『島守の塔』
監督 五十嵐匠

 タイトルになっている「島守の塔」というのは、最後に実景で現れた、沖縄戦時の島田叡県知事(萩原聖人)と荒井退造県警察部長(村上淳)を並べて顕彰している「終焉の地」と刻まれた黒光りする石碑なのか、その手前に立つ慰霊塔なのか、ということで言えば、二つの記念碑の間に建っていた、七十余年の歳月を経た1951年(昭和26年)建立の石碑に刻まれている文字であった。三つとも映し出されたなかで、二人の連名の石碑が最も新しいもののように見えたが、いつの建立なのだろう。

 半年前に観た岡本喜八監督・新藤兼人脚本による力作激動の昭和史 沖縄決戦['71]にも島田知事は登場していたが、荒井警察部長の記憶がない。同作は、島田知事に焦点を当てた作品ではないから、彼の人物像の一端は窺えても具体的に何をした人物かは判らなかった覚えがあっても不満はない。
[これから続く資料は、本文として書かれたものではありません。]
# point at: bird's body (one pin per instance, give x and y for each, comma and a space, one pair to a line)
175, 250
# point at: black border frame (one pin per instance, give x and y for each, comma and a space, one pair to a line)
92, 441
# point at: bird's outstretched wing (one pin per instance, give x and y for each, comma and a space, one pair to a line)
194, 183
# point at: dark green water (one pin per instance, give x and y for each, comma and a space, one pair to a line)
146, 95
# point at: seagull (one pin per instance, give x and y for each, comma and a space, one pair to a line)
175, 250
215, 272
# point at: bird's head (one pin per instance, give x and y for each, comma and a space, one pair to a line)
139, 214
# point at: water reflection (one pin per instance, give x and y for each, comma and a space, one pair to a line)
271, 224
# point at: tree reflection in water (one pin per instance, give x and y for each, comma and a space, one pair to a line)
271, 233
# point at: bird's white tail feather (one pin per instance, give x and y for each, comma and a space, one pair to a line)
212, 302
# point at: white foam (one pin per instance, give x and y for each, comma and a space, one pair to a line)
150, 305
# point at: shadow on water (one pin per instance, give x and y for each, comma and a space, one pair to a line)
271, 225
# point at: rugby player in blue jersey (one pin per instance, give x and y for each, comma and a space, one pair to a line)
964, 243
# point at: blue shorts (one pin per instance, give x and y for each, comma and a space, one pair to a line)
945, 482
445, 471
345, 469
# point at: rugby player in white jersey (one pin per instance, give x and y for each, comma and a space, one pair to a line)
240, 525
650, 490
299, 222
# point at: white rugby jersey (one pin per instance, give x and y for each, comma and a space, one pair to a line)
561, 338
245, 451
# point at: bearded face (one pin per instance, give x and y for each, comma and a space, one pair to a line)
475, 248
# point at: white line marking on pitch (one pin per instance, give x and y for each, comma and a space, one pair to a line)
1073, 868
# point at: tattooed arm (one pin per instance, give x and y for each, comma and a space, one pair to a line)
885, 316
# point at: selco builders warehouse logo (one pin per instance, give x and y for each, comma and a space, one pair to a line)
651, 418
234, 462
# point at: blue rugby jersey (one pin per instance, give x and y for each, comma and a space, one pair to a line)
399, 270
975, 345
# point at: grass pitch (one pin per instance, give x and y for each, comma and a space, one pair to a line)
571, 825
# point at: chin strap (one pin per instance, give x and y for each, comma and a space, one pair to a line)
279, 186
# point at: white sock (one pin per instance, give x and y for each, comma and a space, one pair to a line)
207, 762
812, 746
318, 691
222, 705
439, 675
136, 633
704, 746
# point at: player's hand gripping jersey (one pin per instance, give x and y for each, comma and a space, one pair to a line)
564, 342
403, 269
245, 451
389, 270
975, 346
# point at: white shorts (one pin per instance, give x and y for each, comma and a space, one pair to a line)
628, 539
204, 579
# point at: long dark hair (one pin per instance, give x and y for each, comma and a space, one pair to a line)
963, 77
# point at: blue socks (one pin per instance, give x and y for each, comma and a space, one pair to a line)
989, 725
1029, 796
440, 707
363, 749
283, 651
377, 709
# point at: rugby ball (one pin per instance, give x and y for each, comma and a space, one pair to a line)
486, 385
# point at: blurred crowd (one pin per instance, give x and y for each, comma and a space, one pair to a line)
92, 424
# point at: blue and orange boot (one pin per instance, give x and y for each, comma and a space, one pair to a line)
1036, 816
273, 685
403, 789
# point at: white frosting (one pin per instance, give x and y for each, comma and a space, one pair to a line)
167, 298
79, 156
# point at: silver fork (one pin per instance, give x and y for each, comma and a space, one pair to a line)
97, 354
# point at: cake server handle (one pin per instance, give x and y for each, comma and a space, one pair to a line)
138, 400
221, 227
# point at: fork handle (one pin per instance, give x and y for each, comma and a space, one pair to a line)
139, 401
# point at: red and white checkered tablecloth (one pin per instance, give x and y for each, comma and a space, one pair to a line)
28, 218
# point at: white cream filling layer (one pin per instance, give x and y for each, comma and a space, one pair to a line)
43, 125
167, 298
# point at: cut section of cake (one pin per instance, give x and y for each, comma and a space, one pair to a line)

それからすれば、本作は「島守の塔」として名を刻まれている人物についての映画なのだから、具体的な顕彰業績が描かれていてもよさそうなのに、あまり釈然としなかった。人柄や人物像については、エピソード的にかなり描かれていたように思うが、どうしてなのだろう。そのあたりが大いに物足りなかった。

 沖縄戦の惨劇については、他にも息を呑むような迫力で描いた作品があるのだから、いま『島守の塔』そのものをタイトルにして知事と警察部長を描くのであれば、そこのところに注力してもらいたかった気がする。

 それにしても、今井正監督の'53年版ひめゆりの塔で上原文を演じていた香川京子が、実景の「島守の塔」に手を合わせる場面が出てくるとは、何とも感慨深いものがあった。